【無料記事】【SBG探偵局】file1『息子の小学校入学』(2016/05/27)
■もしヴェルディのシャツを着た子が
探偵は言った。「何事も始めが肝心です。僕の写真、探偵っぽく見えるように撮ってくださいね」。何枚かシャッターを切った助手は言った。「不審者にしか見えません」。
時刻は15時15分。探偵と助手は校門近くの石段に腰かけ、辺りの様子を窺うことにした。入り口の向こうに警備員が見えるが、こちらを警戒している様子はない。ひとまず作戦は成功である。

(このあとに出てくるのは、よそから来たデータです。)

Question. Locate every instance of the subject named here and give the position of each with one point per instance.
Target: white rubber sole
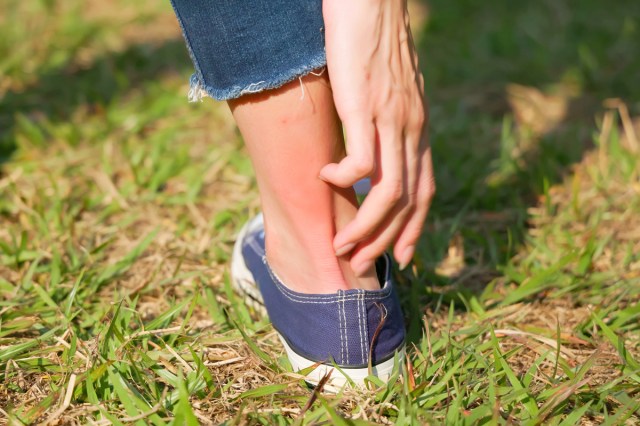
(244, 284)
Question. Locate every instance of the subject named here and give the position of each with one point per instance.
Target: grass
(119, 203)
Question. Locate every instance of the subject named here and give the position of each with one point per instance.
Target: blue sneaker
(351, 328)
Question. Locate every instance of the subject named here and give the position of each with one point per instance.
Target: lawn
(119, 202)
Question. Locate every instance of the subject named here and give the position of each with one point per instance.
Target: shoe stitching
(346, 332)
(298, 298)
(341, 335)
(360, 324)
(365, 343)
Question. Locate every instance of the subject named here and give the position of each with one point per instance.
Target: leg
(289, 140)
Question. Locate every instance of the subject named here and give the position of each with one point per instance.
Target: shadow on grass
(58, 94)
(514, 89)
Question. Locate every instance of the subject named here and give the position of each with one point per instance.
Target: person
(295, 73)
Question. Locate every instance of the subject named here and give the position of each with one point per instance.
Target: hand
(378, 91)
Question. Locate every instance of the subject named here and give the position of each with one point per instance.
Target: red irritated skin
(378, 92)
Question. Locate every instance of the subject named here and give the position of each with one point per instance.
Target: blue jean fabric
(247, 46)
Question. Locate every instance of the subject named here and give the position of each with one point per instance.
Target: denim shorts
(247, 46)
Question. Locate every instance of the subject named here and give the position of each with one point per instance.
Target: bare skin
(379, 96)
(289, 141)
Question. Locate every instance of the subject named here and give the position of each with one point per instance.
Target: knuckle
(363, 166)
(394, 192)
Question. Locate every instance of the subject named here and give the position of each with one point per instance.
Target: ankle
(313, 268)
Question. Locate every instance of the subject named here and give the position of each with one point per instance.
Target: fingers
(371, 248)
(403, 224)
(405, 245)
(388, 189)
(360, 160)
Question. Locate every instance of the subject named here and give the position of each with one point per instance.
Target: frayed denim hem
(199, 90)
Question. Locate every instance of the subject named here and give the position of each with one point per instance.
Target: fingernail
(407, 256)
(363, 267)
(345, 249)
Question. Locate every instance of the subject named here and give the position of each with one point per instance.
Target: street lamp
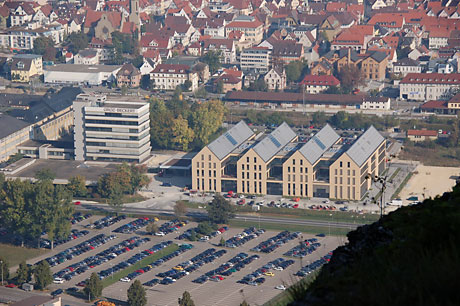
(382, 180)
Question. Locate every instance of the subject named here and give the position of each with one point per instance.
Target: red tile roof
(421, 133)
(320, 80)
(431, 78)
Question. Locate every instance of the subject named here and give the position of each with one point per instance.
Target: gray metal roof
(319, 144)
(369, 141)
(274, 142)
(230, 140)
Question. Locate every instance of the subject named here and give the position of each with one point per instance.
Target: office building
(326, 165)
(108, 130)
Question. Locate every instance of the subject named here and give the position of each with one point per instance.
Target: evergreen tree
(93, 288)
(136, 294)
(186, 300)
(42, 275)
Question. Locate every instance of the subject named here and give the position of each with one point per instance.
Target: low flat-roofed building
(326, 165)
(80, 74)
(13, 132)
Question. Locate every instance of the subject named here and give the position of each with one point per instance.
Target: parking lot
(225, 290)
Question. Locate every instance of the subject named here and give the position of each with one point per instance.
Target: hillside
(410, 257)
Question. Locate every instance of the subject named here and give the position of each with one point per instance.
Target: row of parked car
(79, 249)
(134, 225)
(304, 271)
(275, 242)
(162, 260)
(98, 259)
(190, 266)
(258, 276)
(74, 234)
(78, 217)
(240, 239)
(235, 264)
(170, 226)
(305, 248)
(106, 222)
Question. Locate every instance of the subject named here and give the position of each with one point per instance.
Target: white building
(111, 130)
(80, 74)
(256, 58)
(428, 86)
(169, 76)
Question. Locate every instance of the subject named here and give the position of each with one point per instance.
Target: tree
(212, 58)
(23, 274)
(77, 41)
(350, 77)
(206, 120)
(186, 299)
(41, 44)
(44, 174)
(152, 228)
(136, 294)
(93, 288)
(183, 134)
(4, 266)
(77, 185)
(180, 209)
(220, 210)
(42, 275)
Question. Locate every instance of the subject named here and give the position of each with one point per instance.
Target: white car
(280, 287)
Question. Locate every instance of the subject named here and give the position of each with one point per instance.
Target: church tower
(134, 13)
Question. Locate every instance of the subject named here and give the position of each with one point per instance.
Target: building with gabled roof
(280, 163)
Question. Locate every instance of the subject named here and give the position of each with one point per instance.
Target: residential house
(225, 46)
(315, 84)
(405, 66)
(421, 135)
(25, 66)
(169, 76)
(428, 86)
(86, 57)
(128, 76)
(276, 78)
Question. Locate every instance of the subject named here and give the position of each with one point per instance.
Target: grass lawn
(144, 262)
(290, 227)
(15, 255)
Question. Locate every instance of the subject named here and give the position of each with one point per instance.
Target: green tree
(45, 174)
(5, 267)
(206, 120)
(136, 294)
(41, 44)
(183, 134)
(77, 41)
(93, 288)
(186, 300)
(77, 185)
(213, 58)
(220, 210)
(350, 77)
(180, 209)
(23, 274)
(42, 275)
(152, 228)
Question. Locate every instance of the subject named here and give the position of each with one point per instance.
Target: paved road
(200, 214)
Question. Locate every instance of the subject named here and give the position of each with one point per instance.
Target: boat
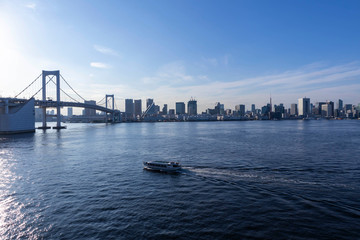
(162, 166)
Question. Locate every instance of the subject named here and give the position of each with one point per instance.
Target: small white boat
(162, 166)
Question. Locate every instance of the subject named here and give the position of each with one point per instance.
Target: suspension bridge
(64, 97)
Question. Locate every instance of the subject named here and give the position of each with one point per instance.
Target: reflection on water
(284, 179)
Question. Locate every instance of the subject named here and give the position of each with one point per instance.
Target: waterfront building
(240, 109)
(180, 107)
(304, 107)
(149, 101)
(137, 107)
(293, 109)
(326, 110)
(219, 108)
(347, 107)
(129, 108)
(88, 111)
(164, 110)
(339, 104)
(70, 112)
(192, 107)
(17, 116)
(157, 109)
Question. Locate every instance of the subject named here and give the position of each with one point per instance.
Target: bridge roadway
(53, 104)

「さて、助手さん。われわれはこれから子どもたちの聞き取り調査をゲリラで行います」
「校庭でサッカーをしている子どもがけっこういますね。でも代表ユニばかり」
「はたして、FC東京ファンの子がそんなに多いのか。もしヴェルディのシャツを着ている子がいたら迷わず確保です」
「そんなのいるわけないじゃないですか」
助手はへっと笑った。そこで、何かを見つけた探偵が身を乗り出して言う。
「ほら、あっち。緑のキャップをかぶっている子がいる。アスレタじゃないですか」
「よく見なさい。アディダスです」
「あ、あの子は緑のラインの入った……」
「人に向かって指を差さない」
助手にぴしゃっと言われ、探偵はしゅんとなる。助手はおっとりした見かけとは裏腹に、性格がきつく、めっぽう気が短い。だが、鋭い観察眼を持っていた。「パナソニックの自転車。アンブロのシャツ。あれはガンバですね」と素早く分析する。